In this guide, we’ll cover how to empty the trash for Google Photos and Files by Google, which are two of the popular gallery and file manager apps for this operating system. If you use a different app, check the “Recently Deleted” folder, “Trash,” or similar places to find and remove your deleted files.
To clear your deleted photos and videos, first, launch the Google Photos app on your Android phone.
In Photos’ bottom bar, tap “Library.”
On the “Library” screen, at the top, tap “Trash.”
On the “Trash” page, in the top-right corner, tap the three dots.
From the three-dot menu, select “Empty Trash.”
In the prompt, choose “Allow” to confirm your choice.
Warning: Make sure you’re okay with permanently losing all the items in your trash. You can’t recover them once they’re gone.
And Google Photos will permanently delete everything from the trash. You’re all set.
If you use Files by Google as your file manager and you want to clear the trash, first, launch the Files by Google app on your phone.
When the app launches, in the top-left corner, tap the hamburger menu (three horizontal lines).
In the menu that opens, select “Trash.”
On the “Trash” page, your deleted files are displayed. Here, select all your files by choosing “All Items.” Then, at the bottom, tap “Delete.”

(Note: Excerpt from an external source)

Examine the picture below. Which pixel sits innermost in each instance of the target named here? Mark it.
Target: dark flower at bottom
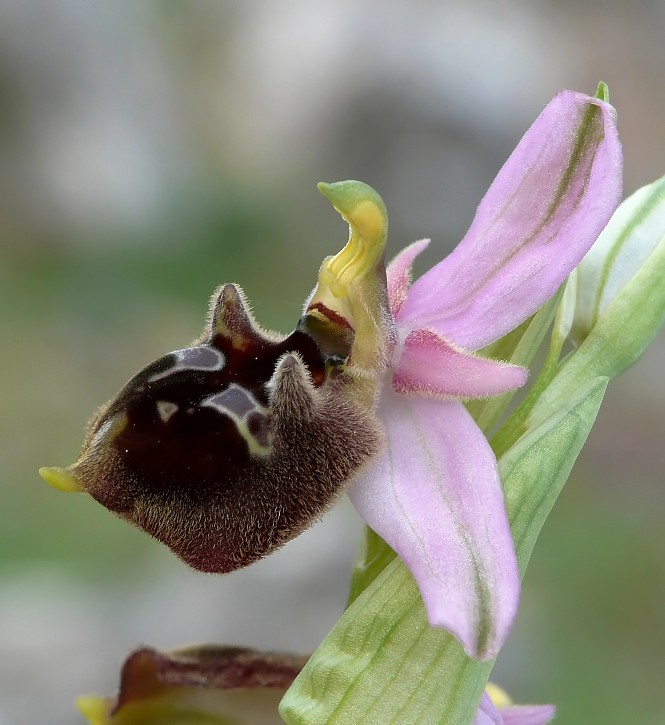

In the prompt that opens, choose “Delete.”
Warning: You won’t be able to recover your files once they’re permanently deleted. Make sure you’re okay with that.
And you’re done. Files by Google will delete your trashed files for good.
Emptying the trash is one of the many ways to clear your Android phone’s storage. You can use other methods to reclaim even more storage space on your phone. These include clearing the app cache, (like Discord’s cache files), reducing WhatsApp’s storage usage, and removing Dropbox’s cache.